Sapir Heller / Maya Arad Yasur
Wie man nach einem Massaker humanistisch bleibt in 17 Schritten
Past dates
3/9/25
6:30 PM
Performance
It’s 06:30 in the morning: a woman is asleep in her bed when the dog starts barking outside and a little later the sirens start wailing. She goes into her children’s bedroom and lies protectively over them. No amount of desperate knocking from a neighbor seeking protection can release her from this position. Based on this exemplary scenario, and in direct reaction to the terrorist attacks on October 07, Israeli author Maya Arad Yasur reflects on coping strategies in the face of inhuman horror. The subsequent panel discussion provides a space to discuss the possibilities and limits of humanism at a time of great catastrophe.
Diskussion
The play WIE MAN NACH EINEM MASSAKER HUMANISTISCH BLEIBT IN 17 SCHRITTEN was developed immediately after the terrorist attack on October 07. It is an attempt to come to terms with pain, powerlessness and horror. Since then, the situation in Israel/Palestine has escalated massively: until the fragile ceasefire (as of January 24), the ultra-nationalist government of Israel waged a brutal war in Gaza for 467 days. At least 46,000 people were killed, a high proportion of them women and children, and at least 110,000 were injured. A large part of Gaza was razed to the ground, the livelihoods of the Palestinians living there have been destroyed and the future is uncertain. Leading genocide researchers speak of a plausible genocide, which in turn is disputed by other researchers. Palestinians around the world complain of a lack of empathy with their situation in the face of serious crimes under international law. Has a humanist perspective failed? The subsequent panel discussion will provide a space to discuss the possibilities and limits of humanism in the moment of greatest catastrophe.
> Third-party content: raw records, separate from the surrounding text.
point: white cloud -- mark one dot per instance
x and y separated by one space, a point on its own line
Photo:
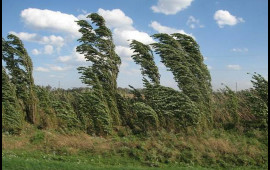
209 67
164 29
42 69
224 17
234 67
116 18
124 52
57 41
36 52
123 37
55 21
170 7
64 58
59 68
123 29
74 58
48 49
124 65
193 22
240 50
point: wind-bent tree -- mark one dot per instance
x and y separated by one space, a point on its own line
20 68
98 48
258 101
12 116
174 109
144 57
180 53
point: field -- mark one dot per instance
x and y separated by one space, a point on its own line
43 149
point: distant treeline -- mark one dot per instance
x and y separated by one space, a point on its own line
105 109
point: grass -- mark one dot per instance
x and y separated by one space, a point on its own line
216 149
Maya Arad Yasur is a playwright based in Tel-Aviv. Her plays deal mostly with questions of identity, exile and war through a dissection of narrative mechanisms. Yasur's plays have been produced and published worldwide and are translated to 12 languages. She is the recipient of the Berliner Theatertreffen's Stückemarkt prize for "Amsterdam", the International Theatre Institute award for playwriting for "Suspended", the Habima award for "God Waits at the Station" and the city of Tel-Aviv Rosenblum Award for the performing arts for her promising achievements.
Naz Al-Windi is a political scientist specialising in decolonial theories and liberation movements in the Global South.
Sapir Heller is a theatre director who lives in Munich and was born and raised in Israel. She studied drama and music theatre directing at the Hochschule für Musik und Theater and was a scholarship holder of the Heinrich Böll Foundation. Her productions have been staged at the Schauspiel Frankfurt, Theater Essen, Staatsschauspiel Dresden, Theater Augsburg, Maxim Gorki Theater, Theater Hof and the Nationaltheater Mannheim, Theater Lübeck, Theater Regensburg and the Münchner Volkstheater, among others.
Hanna Pfeifer is head of the research area Social Peace and Internal Security at the IFSH at the University of Hamburg. She researches domestic and international dynamics of order and violence. Hanna Pfeifer works at the interface of political science research on violence/conflict, international relations and regional studies on West Asia and North Africa (WANA). Her most recent field of research is conflict dynamics in Germany as they have developed since the escalation of the Israel-Palestine conflict since 2023, including war discourses, protest camps and mobilisation in foreign policy.